Industry experts attribute the bulk of the run-up in off-contract shipping prices to Yemen’s Houthi rebels’ missile and drone attacks that have forced ships to avoid the Suez Canal trade shortcut. The alternative route around Africa takes longer, so fleets need more ships to move the same amount of cargo. This causes shortages, schedule disruptions and delays that drive up costs for sea transport that handles about 80% of international trade volume.
USA retailers and other shippers have responded by bringing in goods earlier. This quickly made rates much more expensive in the busy “peak” season for importing back-to-school, Halloween and Christmas merchandise. “It is a bubble and it will eventually pop,” Simon Heaney, senior manager for container research at Drewry, said of container rates.
Customers polled by the consultancy expect prices to fall in the first half of next year, Heaney said.
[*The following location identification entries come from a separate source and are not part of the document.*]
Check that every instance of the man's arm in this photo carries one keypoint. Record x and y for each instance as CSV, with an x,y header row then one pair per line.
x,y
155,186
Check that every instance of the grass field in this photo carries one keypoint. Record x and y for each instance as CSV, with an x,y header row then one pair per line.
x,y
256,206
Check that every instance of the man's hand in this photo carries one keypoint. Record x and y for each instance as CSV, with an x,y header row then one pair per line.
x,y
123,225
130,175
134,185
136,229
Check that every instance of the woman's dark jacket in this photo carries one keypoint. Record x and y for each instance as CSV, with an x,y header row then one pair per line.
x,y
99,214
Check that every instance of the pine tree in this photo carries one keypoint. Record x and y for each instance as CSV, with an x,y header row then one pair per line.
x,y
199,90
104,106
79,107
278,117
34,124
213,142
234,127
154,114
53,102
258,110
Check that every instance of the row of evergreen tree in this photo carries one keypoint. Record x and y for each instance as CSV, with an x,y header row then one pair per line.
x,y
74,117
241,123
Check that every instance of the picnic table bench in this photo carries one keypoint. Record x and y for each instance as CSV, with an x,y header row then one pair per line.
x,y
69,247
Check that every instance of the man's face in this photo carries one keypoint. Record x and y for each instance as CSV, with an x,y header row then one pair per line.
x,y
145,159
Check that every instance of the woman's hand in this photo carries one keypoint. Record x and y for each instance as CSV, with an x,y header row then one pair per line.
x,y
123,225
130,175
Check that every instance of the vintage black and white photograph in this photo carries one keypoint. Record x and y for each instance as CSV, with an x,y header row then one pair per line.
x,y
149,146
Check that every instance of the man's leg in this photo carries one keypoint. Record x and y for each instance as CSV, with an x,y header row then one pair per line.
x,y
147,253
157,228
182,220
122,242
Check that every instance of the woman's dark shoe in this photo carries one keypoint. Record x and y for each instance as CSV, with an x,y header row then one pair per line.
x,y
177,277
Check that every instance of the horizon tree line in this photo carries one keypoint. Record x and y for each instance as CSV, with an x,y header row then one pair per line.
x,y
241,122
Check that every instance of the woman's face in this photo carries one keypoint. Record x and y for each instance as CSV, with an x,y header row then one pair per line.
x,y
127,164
Meanwhile, the speed and magnitude of the increase has customers and industry experts asking whether market dynamics justify current rates. And some customers who remember the last round of inflation-driving ocean shipping costs worry that there are more increases ahead.
“There’s never transparency about what’s actually driving it, only assumptions. What’s the rhyme or reason?” said Greg Davidson, CEO of Lalo, which sells stylish infant high chairs online and through Pottery Barn Kids stores.